This Hyperlapse Was Made from 3,305 Google Maps Screenshots

Today is Google Maps’ 12th birthday, and graphic design student Matteo Archondis is paying the platform homage in a really cool way. A fan of timelapse and hyperlapse techniques, Archondis created a visual hyperlapse tour of the world using only screenshots taken within Google Maps.

The result is beyond impressive, taking you to landmarks all over the world—from a 360 around the Eiffel Tower to a drive across the Golden Gate Bridge in San Francisco. In all, the hyperlapse contains some 3,300 screenshots captured over the course of 2 days, and edited together in a grueling post-processing workflow that took another week after that.

Taking the screenshots was the easy, “boring” part; or, as Archondis described it to us: “screenshot, move the frame, screenshot, move the frame etc.” But even that involved some behind the scenes work to create as clean of an experience as possible.

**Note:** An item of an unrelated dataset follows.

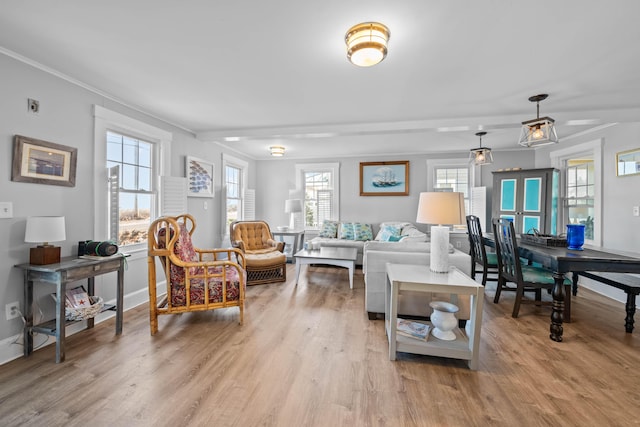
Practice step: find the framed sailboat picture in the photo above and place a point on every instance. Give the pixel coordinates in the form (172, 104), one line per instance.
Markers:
(384, 178)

“Thanks to the developer tools of Google Chrome, I was able to remove all the items that interfered with the user experience,” explains Archondis. “I also removed the labels so that the final image could be as clean and realistic as possible, so that I could concentrate on the camera movements as if it was in real life.”

You can see how screenshot after screenshot turned into a final hyperlapse in the GIF below:

Once the source material was captured, the brunt of the work began: stabilization and tracking.

First, all of the separate screenshots were blended into clips and stabilized. Then, Archondis set about trying to find tracking points and create a final version that actually moved smoothly from frame to frame and scene to scene.

“This part was tough,” he tells PetaPixel. “Especially finding tracking points in clips that are really moving fast and have no reference points.” Here are a few screenshots to give you an idea of the sheer number of tracking points he set up to create the final hyperlapse:

The last question we had for Matteo, and the one you’re probably asking yourself right now, is “Why did you decide to do this in the first place?” It seems like a lot of work, especially for a university student with other things on his plate. His answer: inspiration.

“The idea was […] to show the potential tools we have to discover the world around us, even if we can’t afford to travel to places far away from home,” he tells us. “Also, I always wanted to create something new and experiment with Google Maps and the street view system, for me one of the best inventions to let us discover and see places from our computer without needing to leave home.”

His technological inspiration was Google Maps. His hyperlapse inspiration the work of Rob Whitworth. Put those two things together, and you get the Google Maps “Hyperlapse Around the World.” Enjoy, and happy birthday Google Maps!